The charges against Amine stemmed from cartoons he published on his personal website and social media, one of which depicted Algerian Army Chief General Ahmed Gaid Salah placing a golden slipper on the foot of Abdelmadjid Tebboune, the former prime minister who won election as president on December 12, according to those reports.
“Jailing cartoonist Benabdelhamid Amine for his political satire shows that Algerian authorities have not broken with the country’s authoritarian past,” said CPJ’s Middle East and North Africa program coordinator, Sherif Mansour. “Algerian authorities should grow a thicker skin.”
On November 26, plainclothes security officers raided the Oran office of the advertising company where Amine works, arrested him, and placed him in pretrial detention, according to news reports and a report by Geneva-based rights organization Cartooning For Peace. On December 5, the Djamal City Criminal Court charged Amine under Article 96 of the Algerian penal code, and sentenced him on December 11, according to those reports.
Amine, who works under the alias “Nime,” publishes his work on his blog and on social media, where he has tens of thousands of followers on Facebook and Instagram.
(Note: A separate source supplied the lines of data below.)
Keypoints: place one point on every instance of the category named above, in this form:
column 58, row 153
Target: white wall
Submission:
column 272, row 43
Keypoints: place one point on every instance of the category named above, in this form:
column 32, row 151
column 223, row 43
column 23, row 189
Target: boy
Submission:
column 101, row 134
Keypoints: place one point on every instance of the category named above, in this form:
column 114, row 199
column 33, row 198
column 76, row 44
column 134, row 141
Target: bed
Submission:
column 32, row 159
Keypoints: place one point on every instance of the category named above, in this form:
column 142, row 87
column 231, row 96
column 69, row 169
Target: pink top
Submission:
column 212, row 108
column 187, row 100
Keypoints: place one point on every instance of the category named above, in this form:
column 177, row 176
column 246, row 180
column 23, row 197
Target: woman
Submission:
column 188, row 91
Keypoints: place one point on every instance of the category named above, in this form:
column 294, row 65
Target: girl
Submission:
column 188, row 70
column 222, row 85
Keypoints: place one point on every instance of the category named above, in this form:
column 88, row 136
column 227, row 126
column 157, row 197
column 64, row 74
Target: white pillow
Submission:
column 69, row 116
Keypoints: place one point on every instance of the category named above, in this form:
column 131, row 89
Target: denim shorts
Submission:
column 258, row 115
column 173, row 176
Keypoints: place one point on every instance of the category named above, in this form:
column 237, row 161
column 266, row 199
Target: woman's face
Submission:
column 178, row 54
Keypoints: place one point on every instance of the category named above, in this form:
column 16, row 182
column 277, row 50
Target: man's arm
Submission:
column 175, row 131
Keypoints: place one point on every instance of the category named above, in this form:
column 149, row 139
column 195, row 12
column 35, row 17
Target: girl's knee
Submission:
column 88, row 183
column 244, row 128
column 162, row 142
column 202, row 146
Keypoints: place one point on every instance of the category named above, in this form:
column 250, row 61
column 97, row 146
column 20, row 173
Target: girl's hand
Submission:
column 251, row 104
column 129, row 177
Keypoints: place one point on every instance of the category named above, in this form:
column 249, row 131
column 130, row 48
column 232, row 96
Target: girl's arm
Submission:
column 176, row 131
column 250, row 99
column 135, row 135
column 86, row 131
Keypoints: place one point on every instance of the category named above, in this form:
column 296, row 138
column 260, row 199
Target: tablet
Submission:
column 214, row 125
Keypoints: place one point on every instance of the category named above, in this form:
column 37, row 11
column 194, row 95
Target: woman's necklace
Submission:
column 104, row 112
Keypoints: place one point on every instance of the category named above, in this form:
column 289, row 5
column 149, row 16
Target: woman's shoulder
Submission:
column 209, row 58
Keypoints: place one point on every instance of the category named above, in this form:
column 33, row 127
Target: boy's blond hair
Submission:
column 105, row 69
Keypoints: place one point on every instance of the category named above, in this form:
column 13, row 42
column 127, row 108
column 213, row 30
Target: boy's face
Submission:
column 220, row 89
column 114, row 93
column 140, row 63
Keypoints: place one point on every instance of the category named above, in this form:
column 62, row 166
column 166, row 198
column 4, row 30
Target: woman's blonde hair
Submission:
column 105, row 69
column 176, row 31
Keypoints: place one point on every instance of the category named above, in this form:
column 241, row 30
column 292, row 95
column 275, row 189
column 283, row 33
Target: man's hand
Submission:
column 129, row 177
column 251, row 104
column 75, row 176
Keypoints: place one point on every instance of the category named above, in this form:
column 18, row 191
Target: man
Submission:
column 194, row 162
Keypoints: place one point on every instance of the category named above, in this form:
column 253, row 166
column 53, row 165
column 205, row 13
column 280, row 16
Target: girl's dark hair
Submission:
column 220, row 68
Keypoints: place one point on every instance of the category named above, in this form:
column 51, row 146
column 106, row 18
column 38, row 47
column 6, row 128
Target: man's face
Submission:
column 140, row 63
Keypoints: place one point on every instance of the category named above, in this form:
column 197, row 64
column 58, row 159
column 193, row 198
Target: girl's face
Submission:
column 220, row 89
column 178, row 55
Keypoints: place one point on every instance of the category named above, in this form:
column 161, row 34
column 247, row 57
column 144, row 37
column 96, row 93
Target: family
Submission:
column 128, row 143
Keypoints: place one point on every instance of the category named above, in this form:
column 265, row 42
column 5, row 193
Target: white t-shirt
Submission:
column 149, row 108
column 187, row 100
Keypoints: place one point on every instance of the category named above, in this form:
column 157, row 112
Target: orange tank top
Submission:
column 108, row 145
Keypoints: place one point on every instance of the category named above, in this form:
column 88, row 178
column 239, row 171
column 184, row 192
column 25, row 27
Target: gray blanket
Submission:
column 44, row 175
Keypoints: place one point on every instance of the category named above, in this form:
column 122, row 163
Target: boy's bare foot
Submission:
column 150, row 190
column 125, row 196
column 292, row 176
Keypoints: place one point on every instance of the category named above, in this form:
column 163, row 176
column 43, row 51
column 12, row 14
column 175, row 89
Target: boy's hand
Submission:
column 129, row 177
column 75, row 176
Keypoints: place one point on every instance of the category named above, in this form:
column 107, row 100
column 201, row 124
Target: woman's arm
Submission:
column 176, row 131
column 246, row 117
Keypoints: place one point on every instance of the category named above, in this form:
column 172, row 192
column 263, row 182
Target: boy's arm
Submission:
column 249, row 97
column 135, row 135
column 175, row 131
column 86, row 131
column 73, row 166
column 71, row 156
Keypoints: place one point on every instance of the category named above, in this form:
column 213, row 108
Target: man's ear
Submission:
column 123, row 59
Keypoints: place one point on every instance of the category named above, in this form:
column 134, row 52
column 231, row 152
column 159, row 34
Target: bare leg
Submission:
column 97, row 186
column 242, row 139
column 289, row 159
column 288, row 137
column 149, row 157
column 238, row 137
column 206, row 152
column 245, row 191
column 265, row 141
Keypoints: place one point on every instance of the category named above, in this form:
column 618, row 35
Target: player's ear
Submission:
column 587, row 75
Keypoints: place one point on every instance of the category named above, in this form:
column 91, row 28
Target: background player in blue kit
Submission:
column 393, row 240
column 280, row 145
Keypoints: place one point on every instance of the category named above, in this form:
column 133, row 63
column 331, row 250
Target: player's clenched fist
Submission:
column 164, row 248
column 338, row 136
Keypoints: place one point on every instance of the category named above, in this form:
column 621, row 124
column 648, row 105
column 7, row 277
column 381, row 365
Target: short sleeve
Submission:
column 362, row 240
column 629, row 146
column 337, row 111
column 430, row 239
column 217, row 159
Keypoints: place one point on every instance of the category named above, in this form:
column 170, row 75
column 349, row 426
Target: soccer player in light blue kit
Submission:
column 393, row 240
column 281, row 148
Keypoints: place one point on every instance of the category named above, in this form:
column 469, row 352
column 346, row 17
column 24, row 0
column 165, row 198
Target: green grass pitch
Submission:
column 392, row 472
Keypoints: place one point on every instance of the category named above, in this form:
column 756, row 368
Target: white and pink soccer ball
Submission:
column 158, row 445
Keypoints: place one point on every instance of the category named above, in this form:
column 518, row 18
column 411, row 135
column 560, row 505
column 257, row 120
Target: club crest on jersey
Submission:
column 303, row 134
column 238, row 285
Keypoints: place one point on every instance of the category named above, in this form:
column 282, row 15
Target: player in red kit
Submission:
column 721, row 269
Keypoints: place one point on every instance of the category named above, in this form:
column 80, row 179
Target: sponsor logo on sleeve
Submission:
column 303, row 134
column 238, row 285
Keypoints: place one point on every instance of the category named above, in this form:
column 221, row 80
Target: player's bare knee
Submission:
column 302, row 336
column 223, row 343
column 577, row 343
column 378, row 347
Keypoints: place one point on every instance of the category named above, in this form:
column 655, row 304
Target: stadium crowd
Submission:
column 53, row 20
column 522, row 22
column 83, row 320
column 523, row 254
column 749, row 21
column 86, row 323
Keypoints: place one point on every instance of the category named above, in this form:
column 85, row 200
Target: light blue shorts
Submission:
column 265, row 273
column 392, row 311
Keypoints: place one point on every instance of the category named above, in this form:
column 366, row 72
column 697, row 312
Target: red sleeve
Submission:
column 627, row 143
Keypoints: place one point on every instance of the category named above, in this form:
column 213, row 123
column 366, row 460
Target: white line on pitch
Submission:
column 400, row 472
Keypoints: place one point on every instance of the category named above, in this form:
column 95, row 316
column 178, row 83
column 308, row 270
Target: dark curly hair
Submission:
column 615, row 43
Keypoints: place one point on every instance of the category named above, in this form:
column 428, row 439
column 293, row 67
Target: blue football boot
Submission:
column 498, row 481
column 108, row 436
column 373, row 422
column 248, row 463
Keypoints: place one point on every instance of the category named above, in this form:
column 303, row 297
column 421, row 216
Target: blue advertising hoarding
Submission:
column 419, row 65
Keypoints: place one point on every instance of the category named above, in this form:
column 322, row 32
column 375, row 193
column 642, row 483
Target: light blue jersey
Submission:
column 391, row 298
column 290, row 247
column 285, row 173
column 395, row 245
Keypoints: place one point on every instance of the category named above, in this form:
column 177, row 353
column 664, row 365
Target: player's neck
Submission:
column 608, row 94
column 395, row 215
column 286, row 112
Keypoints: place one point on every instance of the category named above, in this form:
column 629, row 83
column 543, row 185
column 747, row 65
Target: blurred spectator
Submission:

Amine is being held at Oran Prison, according to Bendjama Mustapha, editor-in-chief of the local Le Provincial newspaper, who is familiar with the case and spoke to CPJ via messaging app.
CPJ emailed Algeria’s Ministry of Justice for comment, but did not receive any response.
According to CPJ’s 2019 prison census, Algerian authorities were holding at least three journalists in custody as of December 1. Amine was not included in the census because CPJ could not confirm a connection to his journalistic work as of December 1.